My town (my life filtered through my poetry)…

 

 

My town, my town, I never turned back to glance back at you. I remember you on a top of the hill, and then appeared a mountain carved by treacherous trails and rugged paths flanked by pricking thorn bushes.
I sing to you from inside my body, you bore me without harmony, raw material for the shaping. The sculptor's hand formed your shape, bitter curves, winding back streets, the mind like a stream, down to the valley and the ruins among rocks and trunks dragged along by the current.

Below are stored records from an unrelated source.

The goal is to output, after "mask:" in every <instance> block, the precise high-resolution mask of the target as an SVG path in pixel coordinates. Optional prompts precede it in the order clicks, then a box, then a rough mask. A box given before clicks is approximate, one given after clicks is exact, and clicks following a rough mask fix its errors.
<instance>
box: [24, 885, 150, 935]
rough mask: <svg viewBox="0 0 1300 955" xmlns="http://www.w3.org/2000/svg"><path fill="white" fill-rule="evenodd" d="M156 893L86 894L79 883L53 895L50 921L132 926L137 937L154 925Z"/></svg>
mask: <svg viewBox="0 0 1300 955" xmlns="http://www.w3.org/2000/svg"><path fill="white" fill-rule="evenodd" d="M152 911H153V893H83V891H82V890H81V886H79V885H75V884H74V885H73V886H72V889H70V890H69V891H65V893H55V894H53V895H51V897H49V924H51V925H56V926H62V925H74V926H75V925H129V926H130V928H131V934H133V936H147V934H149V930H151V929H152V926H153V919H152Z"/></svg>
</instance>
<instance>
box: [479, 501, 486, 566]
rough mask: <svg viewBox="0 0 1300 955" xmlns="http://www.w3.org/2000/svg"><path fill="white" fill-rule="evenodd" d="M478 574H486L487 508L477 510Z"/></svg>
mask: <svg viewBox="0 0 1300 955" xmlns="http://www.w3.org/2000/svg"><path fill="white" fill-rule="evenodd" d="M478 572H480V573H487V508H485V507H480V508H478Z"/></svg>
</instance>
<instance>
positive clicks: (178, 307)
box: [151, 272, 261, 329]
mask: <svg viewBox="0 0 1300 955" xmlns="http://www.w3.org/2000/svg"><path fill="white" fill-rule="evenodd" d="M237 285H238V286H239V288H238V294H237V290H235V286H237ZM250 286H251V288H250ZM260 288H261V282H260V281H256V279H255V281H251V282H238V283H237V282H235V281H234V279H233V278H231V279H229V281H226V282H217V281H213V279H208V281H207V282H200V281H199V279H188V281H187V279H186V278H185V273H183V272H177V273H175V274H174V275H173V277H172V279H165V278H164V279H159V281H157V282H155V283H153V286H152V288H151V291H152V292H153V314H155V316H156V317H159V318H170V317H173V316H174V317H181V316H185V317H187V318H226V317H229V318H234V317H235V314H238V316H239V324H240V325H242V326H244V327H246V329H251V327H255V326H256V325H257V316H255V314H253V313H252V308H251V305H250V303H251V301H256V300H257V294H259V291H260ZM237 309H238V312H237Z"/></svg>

The little girl weaves through ancient houses, crumbling walls, she runs breathless, unable to comprehend, smiles yet weeps, skipping through tufts of grass, searches for the swallow's happy song, she reaches out her hand to caress the uncertain springtime air
Now that memory renews that painting made by time and which corrodes its precious canvas, now that nothing is able to be transformed, I laugh and weep hidden among the veils weaved by spiders, king of truths concealed by magic powder, dried flowers and strewn bottles.
The ding dong of the festive bell, the long line of people in black who accompany death, the festiveness of the town square adorned with ephemeral street lights of brightness and shadow, the carnival with its masks of delight and melancholy, the snow upon the green locks of a glimmering tree full of false joy, the old church welcoming the fervid tears of the repentant sinner, the olive branch, offered as a sign of peace: I am all this, my town. I pursue my genesis and as an unbridled foot soldier I ride the old worn steed that follows the track, finally, exhausted he attempts to rest his weary limbs in the refuge of an old cottage which has survived all the battles.